The day after John Ridley took home the Oscar for his screenplay adaptation of Solomon Northup’s book 12 Years a Slave, news broke that things were icy between the screenwriter and the film’s director Steve McQueen. According to TheWrap.com, Ridley and McQueen “were embroiled in a bitter feud regarding credit for the film’s Oscar-winning screenplay…”
Basically, McQueen felt he should share the screenplay credit, while Ridley and the film’s distributor Fox Searchlight felt differently. In the end, Ridley won the Best Adapted Screenplay prize while McQueen shared the Best Picture Oscar with fellow producers Brad Pitt, Dede Gardner, Jeremy Kleiner, and Anthony Katagas.
I don’t know the particulars of the arrangement between Ridley and McQueen, specifically whether or not the director/producer actually put finger to keyboard, but the alleged “beef” raises the question of when/if it’s ever appropriate for the person(s) that help(s) shape a story to claim writing credit.
In music, songwriting credit goes to the author of the lyrics and the melody, while in television, a team writers works on a show. The Writers Guild of America breaks down television writer credits like this:
In general, the term “writer” means a person employed by a Company to write literary material or a person from whom a Company purchased literary material who at the time of purchase was a “professional writer,” as defined in the MBA [Minimum Basic Agreement]. For purposes of credit, a team of writers, as defined in the Television Credits Manual Section I.B., is considered as one writer.

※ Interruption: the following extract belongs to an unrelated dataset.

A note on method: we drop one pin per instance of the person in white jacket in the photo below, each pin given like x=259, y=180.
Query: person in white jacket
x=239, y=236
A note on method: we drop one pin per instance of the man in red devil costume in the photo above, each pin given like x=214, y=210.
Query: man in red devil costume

If literary material covered under the MBA is written by one member of a team, separate and apart from the work of the team, such literary material shall be considered separate from the literary material by the team for purposes of assessing contributions to the final shooting script. Therefore, such individual is eligible to receive writing credit as an individual writer and/or as a member of a team.
The Guild gets more specific (and a little confusing) when it comes to Screenwriting credit, parsing out the difference between “story”, “screen story”, “screenplay”, “written by”, and the requisite credits due, which you can read here.

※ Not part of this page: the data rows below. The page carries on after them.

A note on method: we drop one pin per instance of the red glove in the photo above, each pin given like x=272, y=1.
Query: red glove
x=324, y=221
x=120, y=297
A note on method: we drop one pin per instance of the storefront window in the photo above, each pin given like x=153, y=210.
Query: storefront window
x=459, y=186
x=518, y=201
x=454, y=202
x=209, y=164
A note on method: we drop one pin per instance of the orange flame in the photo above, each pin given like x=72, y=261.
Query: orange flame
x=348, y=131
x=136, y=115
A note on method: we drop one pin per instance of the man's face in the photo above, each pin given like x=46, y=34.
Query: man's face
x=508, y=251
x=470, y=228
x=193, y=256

This confusion is testament to the fact that as singular as the writing process is, the creation of a story (or screenplay or book or article or song) is a collaborative effort. Writers only get better when they have the right readers.
That said, if there were a Feedback, Shaping, or Editor credit (and a case can certainly be made that there should be), the appropriate people should get their due. But since we’re talking writing, i.e. the process of taking in that great feedback and breaking your head trying to figure out which critiques serve the story and which don’t, the legal credit must lay firmly with the one(s) responsible for doing just that.